According to the parents, nearly half of the children younger than 1 used a mobile device daily to play games, watch videos or use apps. Most 2-year-olds used a tablet or smartphone daily.

The American Academy of Pediatrics had recommended total screen abstinence for children younger than 2, but lately has softened its stance. It now advises setting time limits, prioritizing what it calls unplugged play and not using devices as pacifiers to calm toddlers.

A lack of parental supervision is more worrisome than the use of mobile devices by the very young, experts said.

In this sample, “a lot of media time is reportedly alone,” said Dr. Dimitri A. Christakis, a professor of pediatrics at the University of Washington. “It can’t be overstated: Children need laps more than apps.”

Professor Hirsh-Pasek lamented parents’ laissez-faire attitude about toddlers’ play with tablets. “Who would leave the dessert on the table and leave their kid alone with it?” she said.

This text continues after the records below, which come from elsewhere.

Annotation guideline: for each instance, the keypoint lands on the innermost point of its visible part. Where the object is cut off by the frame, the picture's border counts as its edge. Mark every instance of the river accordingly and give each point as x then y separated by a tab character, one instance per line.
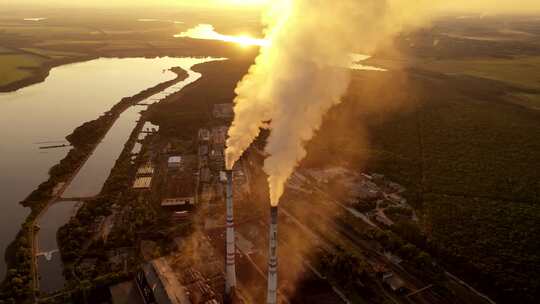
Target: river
44	113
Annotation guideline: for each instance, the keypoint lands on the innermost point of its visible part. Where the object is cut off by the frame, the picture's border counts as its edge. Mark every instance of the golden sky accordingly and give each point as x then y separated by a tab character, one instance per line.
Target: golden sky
144	2
476	6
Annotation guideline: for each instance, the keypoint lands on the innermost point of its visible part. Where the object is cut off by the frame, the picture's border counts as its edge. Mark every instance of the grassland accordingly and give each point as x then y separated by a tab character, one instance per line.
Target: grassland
470	162
16	67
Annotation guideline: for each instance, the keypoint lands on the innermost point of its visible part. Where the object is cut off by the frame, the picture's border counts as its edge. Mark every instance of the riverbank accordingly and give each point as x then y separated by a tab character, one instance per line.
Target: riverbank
20	282
41	73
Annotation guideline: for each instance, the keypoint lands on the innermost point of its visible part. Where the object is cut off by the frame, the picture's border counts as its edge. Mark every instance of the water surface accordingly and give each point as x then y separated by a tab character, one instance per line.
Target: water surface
46	112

Interactive apps, however, may teach children. Last month, a study published in the journal Science found that first graders who used an app called Bedtime Math with a parent improved their math skills within months.

Parents in the new survey, however, reported that their children sometimes used the devices to watch videos and other passive entertainment.

Some experts said it was far from clear that the use of electronic devices harmed children.

“They ring the alarm bell without any content on why we should be alarmed,” Dr. Rich said of studies finding that children are deeply engaged with electronic media.

Scientists must commit “to doing the research to understand how we are changed by the media we use,” he said.